It was true, Jerran was slightly higher in the ruck than the brothers, being related to a servant of the gentry. Revel hoped Rack would be scared off by the threat. He had become perfectly cold now and could in the blinking of an eyelash bury his pick in Rack's head, but he didn't want to do it.
When Rack said nothing, Revel spoke. "Brother, agree to hold your tongue, or by Orb, I'll cut you down where you stand!"
Rack glanced at his own pick. "You could do it," he acknowledged. "You're fast enough. All right. I promise." He turned to his work stolidly; only Revel could see that he was blazing with anger.
The three began to dig coal from the wall. Revel kept glancing at the small Jerran. What was there to the man that he had never suspected? How did he know that globes were stymied by rock? Why had he taken the death of the god so lightly?
What was Jerran, anyhow?
The squire has gathered all his kin,To hunt the fox so sly;'Tis not a beast with paws and brush,But a man like you or I!They hunt him down the thorny glen,And up the hillside dark;"O hear him gasp and hear him sob,Whenas our hounds do bark!"—Ruck's Ballad of the Mink
The squire has gathered all his kin,To hunt the fox so sly;'Tis not a beast with paws and brush,But a man like you or I!

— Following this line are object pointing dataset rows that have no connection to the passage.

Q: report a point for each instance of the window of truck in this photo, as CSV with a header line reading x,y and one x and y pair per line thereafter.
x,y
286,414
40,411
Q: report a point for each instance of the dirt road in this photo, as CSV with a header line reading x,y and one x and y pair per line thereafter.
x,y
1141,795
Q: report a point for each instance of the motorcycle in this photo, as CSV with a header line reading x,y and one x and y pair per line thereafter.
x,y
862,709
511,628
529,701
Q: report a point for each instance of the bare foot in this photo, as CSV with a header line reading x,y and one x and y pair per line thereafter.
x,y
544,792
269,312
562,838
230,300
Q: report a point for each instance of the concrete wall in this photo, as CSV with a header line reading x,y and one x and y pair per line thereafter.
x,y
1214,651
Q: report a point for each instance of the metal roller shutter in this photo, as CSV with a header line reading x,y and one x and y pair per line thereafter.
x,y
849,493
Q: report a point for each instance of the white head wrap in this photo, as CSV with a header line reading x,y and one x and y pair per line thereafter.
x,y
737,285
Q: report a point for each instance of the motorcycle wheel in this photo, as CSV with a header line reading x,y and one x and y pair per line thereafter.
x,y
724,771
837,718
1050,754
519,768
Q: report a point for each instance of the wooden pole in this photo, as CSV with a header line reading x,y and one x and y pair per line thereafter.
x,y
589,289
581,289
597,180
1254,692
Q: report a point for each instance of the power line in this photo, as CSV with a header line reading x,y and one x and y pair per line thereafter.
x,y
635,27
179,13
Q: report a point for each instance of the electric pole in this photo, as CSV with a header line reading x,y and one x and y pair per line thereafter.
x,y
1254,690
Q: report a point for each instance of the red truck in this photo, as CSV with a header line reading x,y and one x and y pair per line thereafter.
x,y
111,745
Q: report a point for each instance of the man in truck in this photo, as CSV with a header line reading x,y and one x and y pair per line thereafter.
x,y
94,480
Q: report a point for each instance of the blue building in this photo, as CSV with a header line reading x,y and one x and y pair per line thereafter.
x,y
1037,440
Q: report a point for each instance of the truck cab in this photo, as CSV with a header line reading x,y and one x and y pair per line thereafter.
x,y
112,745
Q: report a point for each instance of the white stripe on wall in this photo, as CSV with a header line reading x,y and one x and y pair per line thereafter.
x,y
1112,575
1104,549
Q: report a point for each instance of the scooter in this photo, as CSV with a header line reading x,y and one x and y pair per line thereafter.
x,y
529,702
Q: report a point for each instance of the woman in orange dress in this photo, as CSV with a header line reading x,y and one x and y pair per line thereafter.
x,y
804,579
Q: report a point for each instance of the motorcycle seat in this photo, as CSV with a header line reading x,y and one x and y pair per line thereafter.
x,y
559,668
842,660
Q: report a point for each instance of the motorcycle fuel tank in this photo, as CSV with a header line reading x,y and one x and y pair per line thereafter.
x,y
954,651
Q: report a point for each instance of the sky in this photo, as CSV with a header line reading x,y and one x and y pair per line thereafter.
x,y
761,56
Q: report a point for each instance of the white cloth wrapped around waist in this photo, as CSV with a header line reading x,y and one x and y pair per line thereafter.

They hunt him down the thorny glen,And up the hillside dark;"O hear him gasp and hear him sob,Whenas our hounds do bark!"
—Ruck's Ballad of the Mink
When Revel was due for a rest space, he went through the blue-tinged dusk of the mine, cleaned his arms and face at the washers, scrubbing the coal dust from his big hands, and climbed the ladders, up and up, till day shone in his face.
He stood beneath the cross-beam of the entrance, sucking in clean air. The red and blue buttons shone in the sun; far down the valley a globe passed between trees, bent on some private business. Another floated by him into the mine; under it trotted a zanph, one of the ugly beasts, six-legged and furry with the head of a great snake, that followed the globes and sometimes attacked men on orders from the hovering gods.
Would the deities discover that one was missing? If they found the corpse, he and Jerran would be foxes for the gentry....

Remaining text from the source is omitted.